Smoke from fires, volcanic emissions, sea salt and pollen can also travel through the air, Iveta Indriksone, head of the Monitoring Department of the Latvian Center for Environment, Geology and Meteorology (LVĢMC), said on the broadcast.

Airborne Saharan sand is not uncommon in the spring, and this year also reached Latvia with people in Rīga even asked to reduce their outdoor activities due to the very poor air quality. People also expressed their concerns on social media, including complaints that cars that were cleaned only the day before were already covered in sand a day later.
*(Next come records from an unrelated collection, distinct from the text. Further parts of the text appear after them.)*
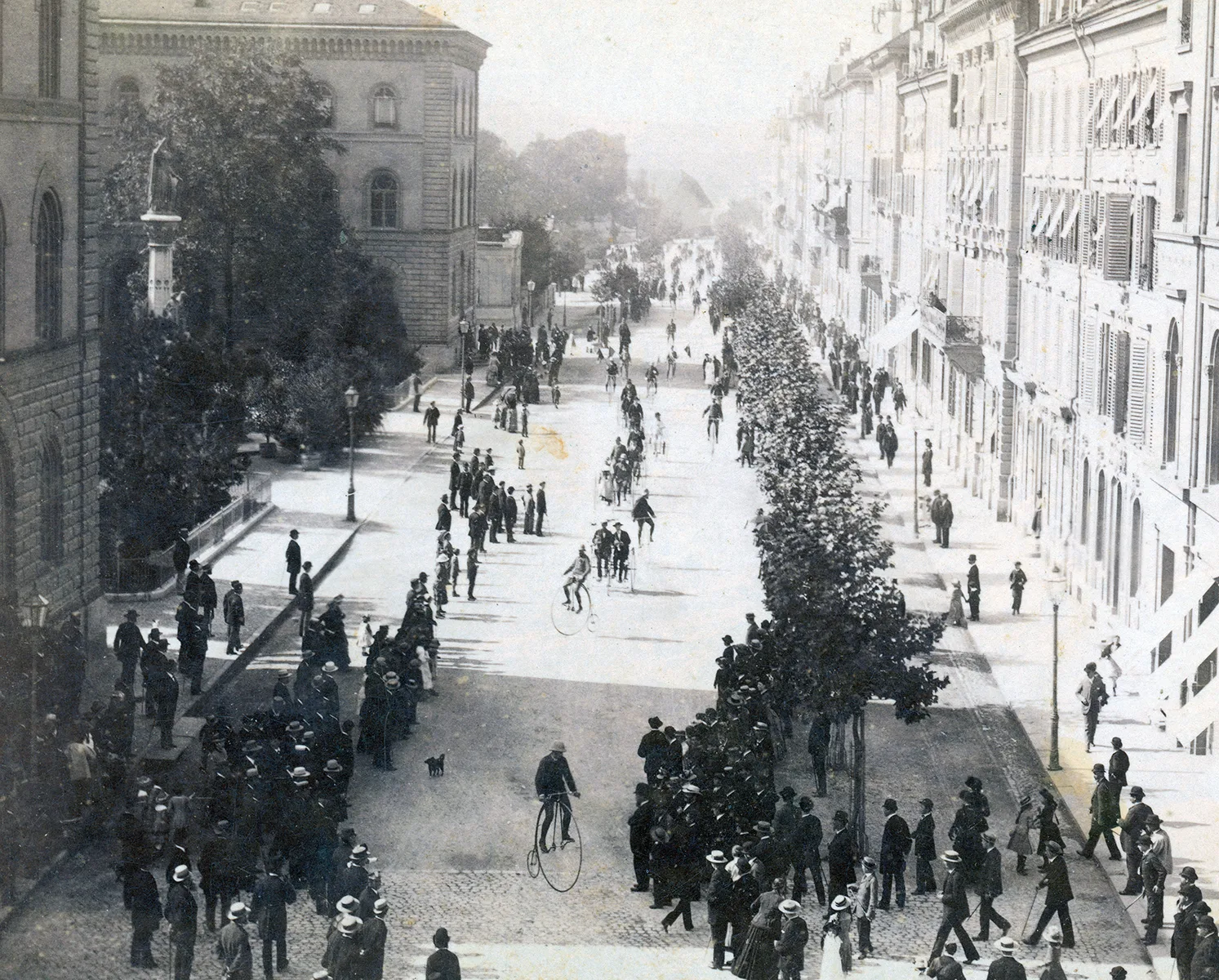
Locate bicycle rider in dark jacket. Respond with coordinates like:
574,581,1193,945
534,742,581,852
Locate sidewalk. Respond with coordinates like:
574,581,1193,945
83,379,456,764
829,360,1219,978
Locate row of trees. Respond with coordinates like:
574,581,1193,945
710,229,947,842
101,47,404,577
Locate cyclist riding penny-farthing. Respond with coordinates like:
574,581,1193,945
534,741,583,853
563,545,593,612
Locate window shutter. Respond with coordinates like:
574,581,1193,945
1080,311,1101,409
994,52,1012,122
1103,194,1132,282
1113,330,1130,435
1123,334,1148,446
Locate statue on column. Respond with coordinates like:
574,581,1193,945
149,136,180,215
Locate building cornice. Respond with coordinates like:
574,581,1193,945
101,18,489,71
1016,0,1168,57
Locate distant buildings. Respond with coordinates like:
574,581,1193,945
0,0,100,619
767,0,1219,753
99,0,487,359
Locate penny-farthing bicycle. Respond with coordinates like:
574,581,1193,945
549,581,598,636
525,794,584,893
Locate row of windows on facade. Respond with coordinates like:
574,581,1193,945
0,190,64,344
114,77,475,136
1024,188,1159,289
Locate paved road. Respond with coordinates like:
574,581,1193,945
0,307,1141,979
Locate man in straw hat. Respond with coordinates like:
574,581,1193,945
707,851,732,970
986,936,1025,980
216,902,254,980
534,742,581,851
774,898,808,980
165,864,198,980
1024,841,1075,950
932,851,977,964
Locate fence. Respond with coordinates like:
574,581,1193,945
106,473,272,592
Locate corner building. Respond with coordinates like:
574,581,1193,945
100,0,489,362
0,0,100,619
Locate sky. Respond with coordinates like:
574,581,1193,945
420,0,875,201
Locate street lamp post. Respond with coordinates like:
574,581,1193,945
343,385,359,522
1046,579,1068,773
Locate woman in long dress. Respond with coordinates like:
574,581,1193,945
821,916,845,980
732,878,787,980
949,581,965,628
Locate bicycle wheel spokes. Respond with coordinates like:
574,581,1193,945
535,804,584,893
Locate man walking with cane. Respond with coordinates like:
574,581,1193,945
930,851,977,963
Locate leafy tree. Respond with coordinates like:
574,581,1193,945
710,229,947,842
106,45,403,359
101,316,245,565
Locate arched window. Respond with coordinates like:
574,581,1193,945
373,85,398,129
317,85,334,129
114,76,140,102
368,173,398,228
1207,334,1219,483
38,0,64,99
1130,500,1142,596
1092,470,1107,561
34,190,64,340
38,439,64,564
1164,319,1181,463
1079,460,1092,545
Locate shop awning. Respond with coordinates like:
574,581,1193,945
868,306,922,354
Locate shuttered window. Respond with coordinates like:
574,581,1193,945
1113,330,1130,435
1080,312,1101,409
1102,194,1132,282
1127,336,1150,448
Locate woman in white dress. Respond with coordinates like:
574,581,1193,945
821,915,845,980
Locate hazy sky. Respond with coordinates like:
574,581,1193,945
420,0,871,200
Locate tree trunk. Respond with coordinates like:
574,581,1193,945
851,710,870,854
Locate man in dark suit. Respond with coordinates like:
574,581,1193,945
626,785,665,891
930,851,977,964
502,487,519,544
876,797,914,911
1024,841,1082,946
914,800,936,895
791,796,825,906
808,710,831,796
965,555,982,623
250,868,296,980
1118,786,1152,895
825,809,855,902
284,528,301,596
1079,763,1122,861
1110,735,1130,802
974,832,1016,950
707,851,732,970
534,742,581,851
534,480,547,537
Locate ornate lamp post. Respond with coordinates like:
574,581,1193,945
1046,579,1068,773
343,385,359,520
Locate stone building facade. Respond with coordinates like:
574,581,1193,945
767,0,1219,755
0,0,100,619
100,0,487,361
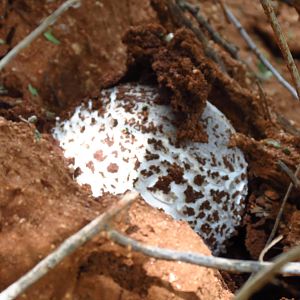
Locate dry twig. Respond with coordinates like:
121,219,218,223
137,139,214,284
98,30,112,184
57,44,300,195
167,0,226,71
0,0,80,71
218,0,299,99
266,162,300,246
258,235,283,261
260,0,300,98
0,193,138,300
177,0,238,58
104,229,300,275
277,160,300,189
235,246,300,300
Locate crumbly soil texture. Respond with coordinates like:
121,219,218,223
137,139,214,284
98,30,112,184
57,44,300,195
0,0,300,300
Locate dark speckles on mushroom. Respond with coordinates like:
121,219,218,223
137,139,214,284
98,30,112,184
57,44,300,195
194,175,205,186
93,150,107,162
53,84,247,254
107,163,119,173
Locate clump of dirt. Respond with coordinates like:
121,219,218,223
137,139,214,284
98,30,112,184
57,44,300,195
120,1,300,268
0,0,155,123
0,119,232,299
0,0,300,299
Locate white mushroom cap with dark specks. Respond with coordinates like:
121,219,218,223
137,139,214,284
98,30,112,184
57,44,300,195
53,84,247,253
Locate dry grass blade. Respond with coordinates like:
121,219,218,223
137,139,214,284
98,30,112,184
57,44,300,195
260,0,300,98
258,235,283,261
0,193,138,300
0,0,80,71
235,246,300,300
218,0,299,99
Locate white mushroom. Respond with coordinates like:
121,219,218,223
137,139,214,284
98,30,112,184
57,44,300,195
53,84,247,253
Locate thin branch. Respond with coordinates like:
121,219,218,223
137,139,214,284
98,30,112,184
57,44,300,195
0,193,138,300
218,0,299,99
266,165,300,246
0,0,80,72
277,160,300,189
177,0,238,58
108,229,300,276
260,0,300,98
235,246,300,300
167,0,226,72
258,235,283,261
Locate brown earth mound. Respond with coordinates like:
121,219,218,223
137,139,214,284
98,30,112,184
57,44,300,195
0,119,232,299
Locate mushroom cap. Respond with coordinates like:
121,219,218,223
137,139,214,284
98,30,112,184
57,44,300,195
53,84,247,254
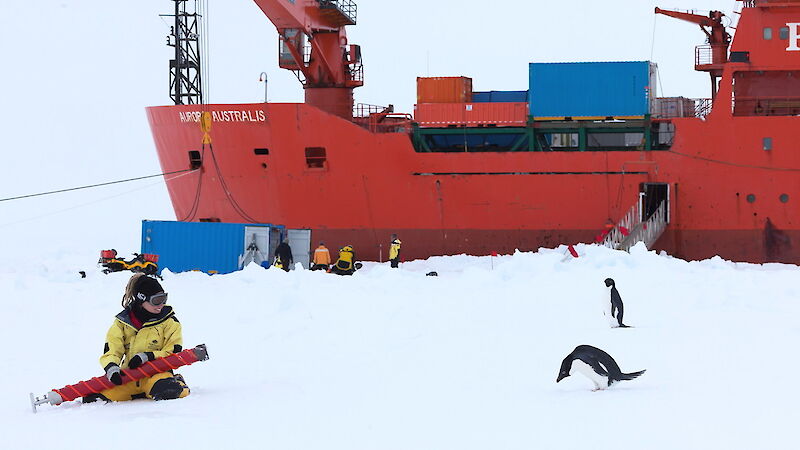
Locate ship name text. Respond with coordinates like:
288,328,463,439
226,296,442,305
786,22,800,52
178,110,267,123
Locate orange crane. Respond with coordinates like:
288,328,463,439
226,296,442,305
656,8,731,98
254,0,364,120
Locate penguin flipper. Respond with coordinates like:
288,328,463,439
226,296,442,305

"The rise of dust from the Sahara desert in the upper layers of the atmosphere is quite frequent, it happens continuously. It is more pronounced from February to June, and the second pronounced episode is at the end of autumn, the beginning of winter. So there are storms in the desert, and there are so many dust particles raised during the storm that the winds can lift them into the upper atmosphere," Indriksone explained.

Then, through the upper layers of the atmosphere, the dust cloud travels wherever the wind blows it. Mostly, this dust affects the countries of the Mediterranean region, but if the mass of dust and sand is quite large, it can be carried across Central Europe to the Nordic countries.

"Of course, this is not often observed in Latvia. The last episode was in 2021, in the month of February, there were even two episodes then – at the beginning and at the end of February. Both of these episodes did not particularly affect the air pollution situation in Latvia in the ground layer, because the cloud moved very high in the upper in layers," said Indriksone.

This year, unfortunately, the deposition of dust from the cloud moving in the upper layers was more intense, because the amount of dust itself was also much larger. Consequently, it affected the air quality and the sand was also visible on various surfaces on the ground. 

Sahara sand or dust is not the only natural source of cross-border pollution that can and does enter Latvia, thus affecting air quality.

There are also wild forest fires – in very intense fires, smoke can also rise into the upper atmosphere and travel further, just like the dust of the Sahara does.

"There was an episode not so long ago, if I'm not mistaken, in 2020, when forests were burning in very large areas in southern Russia and northern Ukraine, and this pollution reached Latvia," said Indriksone.

There are also volcanic eruptions – volcanic emissions also tend to reach the upper layers of the atmosphere and can be transferred to another place, but they are mostly very high in the atmosphere, and we in Latvia do not really notice them.

"Another very interesting group of transboundary natural sources of pollution is sea salt. When the surface of the sea or ocean is intensively undulating, sea aerosol particles are separated and then are lifted by the wind and carried further. When these aerosol particles encounter dust particles, the dust particles begin to stick together and grow in diameter, and then it is already pollution that we have to contend with," explained Indrikson.

Natural pollution also includes pollen, which can be transferred across national borders like human-caused cross-border pollution, such as emissions from transport, industry and agriculture. 

"It is difficult to distinguish which source of cross-border pollution is the main one. Mostly we look at the total cross-border pollution as such. There is one station in Rucava in Latvia, whose purpose is to assess how much cross-border pollution enters Latvia. This station has been operating for a very long time, since 1985, and the data line is fantastic. The measurements show that cross-border pollution is decreasing and cannot be compared to what it was in the 70s-80s, but it still exists," Indriksone said.